Aramm, on many levels, questions the very system we live in and the inefficiency of the government and those in power. When an incident in a village – involving a life-and-death situation -- calls for immediate action, we witness the lethargic attitude with which some government officials react to the state of affairs. A tahsildar lies through his teeth about his whereabouts when asked if he has reached the incident site, a fire services vehicle breaks down on its way to the village and a local MLA threatens to stop the district collector from resolving the situation because he feels sidelined.
With its gripping and mostly intense narration, Aramm takes a look at our flawed system through the eyes of a 4-year-old girl. Gopi Nainar, in his maiden directorial outing, shines both as a writer and director in never going overboard with his realistic treatment, even in the film’s most emotional and uncompromising moments. In a television debate scene, one of the panellists points out how the government has funds for a satellite launch but can’t even afford to have a rescue team in place to save a life. In another film, such scenes might have been mocked at but not in Aramm because it’s delivered very sensibly.

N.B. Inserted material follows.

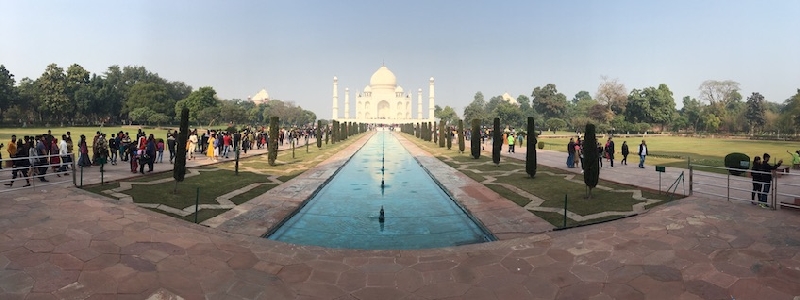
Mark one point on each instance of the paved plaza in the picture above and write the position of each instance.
(60, 242)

Stepping out of her comfort zone, Nayanthara shines in a very strong role. It’s gutsy of her to shoulder a socio-political thriller on her own and she proves yet again that she’s an actress of substance. She is well backed by the supporting cast. The core of the film is about the shortage of drinking water but it’s smart of Gopi to not set his story around it but use it as an undertone to address a bigger issue. Early on, he cheekily takes a dig at the government when a nurse stops to give polio drops to a young girl. We hear a dialogue that goes – ask the government if our thirst can be quenched by these drops.
Peter Hein does a splendid job choreographing the action sequences. The rescue operation scenes – aided superbly by cinematographer Om Prakash – keep us on the edge of our seats and the tension literally leaves us suffocated. Ghibran’s background score elevates the tension, accentuating the whole mood of the film.